Das Gesundheitswesen war im vergangenen US-Wahlkampf ein zentrales Thema. Hillary Clintons Ankündigung, Medikamentenpreise in den USA regulieren zu wollen, schickte die Kurse vieler Pharmakonzerne auf Talfahrt. Nun hat Donald Trump gewonnen – und Pharma-Investoren freuen sich. "Das unerwartete Ergebnis der Präsidentschaftswahl hat dazu geführt, dass sich die politischen und regulatorischen Bedenken zerstreut haben, die den Gesundheitssektor belastet hatten", sagt Adeline Salat-Baroux, Portfoliomanagerin bei Edmond de Rothschild Asset Management.
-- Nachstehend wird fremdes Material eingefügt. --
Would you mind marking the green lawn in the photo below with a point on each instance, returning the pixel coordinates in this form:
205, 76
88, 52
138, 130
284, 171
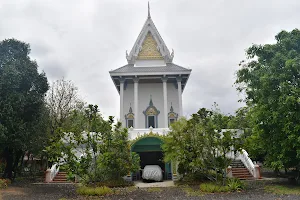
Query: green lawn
283, 189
Trump hat sich in ersten Erklärungen für die medizinische Forschung ausgesprochen. Ein Unsicherheitsfaktor bleibt Obamacare: Während des Wahlkampfs hatte Trump angekündigt, die Gesundheitsreform von Barack Obama aufzuheben. Mittlerweile will er sie lediglich ummodeln. "Trump scheint sich auf die Finanzierung der Reform zu konzentrieren, mit einer Verschiebung der Finanzierung von der Bundesebene auf die einzelnen Staaten", sagt Salat-Baroux.

Keine bitteren Pillen mehr
Durch die neuen Marktbedingungen und die Korrektur der vergangenen Monate ist der Einstieg in Health-Care-Aktien attraktiv, sagt die Expertin. Die Titel sind deutlich günstiger bewertet als der Gesamtmarkt. "Wir sind überzeugt, dass eine Erholung einsetzen wird", sagt Salat-Baroux. Das gilt vor allem für Aktien, die in den vergangenen Monaten besonders stark gelitten haben: Krankenkassen und große Biotech-Unternehmen. Sie handeln derzeit mit einem Abschlag von 30 Prozent oder mehr auf den Gesamtmarkt.

Im kommenden Jahr dürften die Erträge der Gesundheitsbranche voraussichtlich um rund 13 Prozent steigen. Viele Unternehmen haben spannende Produkte in der Pipeline, auch neue Behandlungsmethoden stehen kurz vor dem Durchbruch. Darüber hinaus ist das Umfeld günstig für Unternehmensfusionen und Übernahmen. "Vor diesem Hintergrund haben wir unser Engagement in Biotech-Unternehmen deutlich verstärkt", sagt Salat-Baroux.